The positions the presumptive Democratic presidential nominee set forth in a 6,794-word briefing (“I do plead guilty to being a policy wonk,” Clinton said in a brief speech Tuesday at the Denver campus of the startup hub Galvanize) may amount to “a comprehensive plan to keep America on the cutting edge of technology and innovation,” as she put it.

But this summary of Clinton’s stances on tech issues definitely adds up to a continuation of Obama’s aspirations, with only a few notable departures from that pattern.

Startups FTW?

Clinton’s tech plan, reported in advance by Politico’s Tony Romm, leads off with a list of initiatives to boost the teaching of “STEM” (science, technology, engineering and math) in schools.

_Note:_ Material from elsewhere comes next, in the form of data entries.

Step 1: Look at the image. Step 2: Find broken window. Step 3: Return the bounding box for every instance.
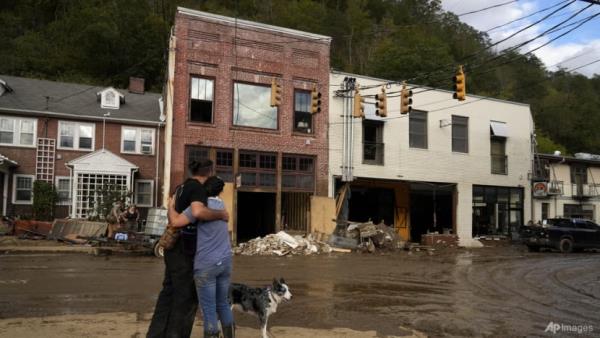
[190,77,214,123]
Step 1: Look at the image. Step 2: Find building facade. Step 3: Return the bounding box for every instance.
[532,153,600,223]
[164,8,331,242]
[328,71,534,246]
[0,75,164,219]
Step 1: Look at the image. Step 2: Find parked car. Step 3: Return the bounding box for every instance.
[520,218,600,253]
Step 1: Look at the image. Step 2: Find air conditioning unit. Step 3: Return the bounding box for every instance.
[141,144,153,154]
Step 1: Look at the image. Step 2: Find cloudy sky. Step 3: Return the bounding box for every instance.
[441,0,600,77]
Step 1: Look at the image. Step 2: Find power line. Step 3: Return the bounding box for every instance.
[484,1,569,32]
[457,0,519,17]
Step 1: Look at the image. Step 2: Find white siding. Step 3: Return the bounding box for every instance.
[328,72,534,246]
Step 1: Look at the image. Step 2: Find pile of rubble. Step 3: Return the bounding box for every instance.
[345,221,405,253]
[233,231,333,256]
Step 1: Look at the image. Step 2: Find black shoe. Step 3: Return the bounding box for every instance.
[222,324,235,338]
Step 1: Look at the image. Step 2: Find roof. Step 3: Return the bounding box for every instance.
[0,153,18,167]
[177,7,331,43]
[537,153,600,166]
[67,149,138,174]
[0,75,163,124]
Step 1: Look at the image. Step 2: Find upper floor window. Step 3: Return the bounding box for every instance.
[121,127,154,155]
[233,82,277,130]
[409,110,427,149]
[0,116,36,147]
[58,121,94,151]
[452,115,468,153]
[491,137,507,174]
[571,165,587,184]
[363,120,384,165]
[294,90,313,134]
[190,77,214,123]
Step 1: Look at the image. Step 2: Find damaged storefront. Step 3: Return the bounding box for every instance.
[334,177,457,245]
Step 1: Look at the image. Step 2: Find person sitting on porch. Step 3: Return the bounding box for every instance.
[106,201,124,239]
[121,204,140,231]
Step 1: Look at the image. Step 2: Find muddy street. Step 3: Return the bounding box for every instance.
[0,246,599,337]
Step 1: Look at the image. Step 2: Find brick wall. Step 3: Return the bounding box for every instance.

Like all federal educational projects, they are subject to the reality that the national government doesn’t run local schools.

The more interesting stuff comes later on, when the paper breaks out ways to get more startups into the economy. “What we’ve been doing isn’t sufficient,” Clinton said Tuesday.

First, she would let startup founders defer their student-loan payments, putting them “into a special status while they get their new ventures off the ground.” The text of the proposal doesn’t limit that to tech founders, which could make it costly to start.

Second, Clinton would try to poach more talent from overseas by letting foreign STEM graduates stay to work here and issuing “start-up visas” to encourage international entrepreneurs to build a business in the U.S. Alas, this would have to be part of comprehensive immigration reform, a tar pit for today’s Republican Party.

Net neutrality and (somehow?) broadband for everyone

Clinton strongly defends the Federal Communications Commission net-neutrality rules that just won a major victory in court. That puts her in direct opposition to Republicans including, it seems from a 2014 tweet, their presumptive presidential nominee Donald Trump.

(Most of Trump’s other tech-policy positions remain undocumented on his site and in his speeches, although we do know he wants to cut terrorists off from the Internet and force Apple to make the iPhone in the United States.)

Clinton would also resume efforts to extend broadband connections to those parts of the U.S. still lacking it—which is another way to say many of the goals in the FCC’s 2010 National Broadband Plan remain undone.

In Tuesday’s speech, Clinton called broadband’s incomplete availability “an economic impediment” and said we should “do what we did with electricity.” Her goal: Every American household “will have the option of affordable broadband” by 2020.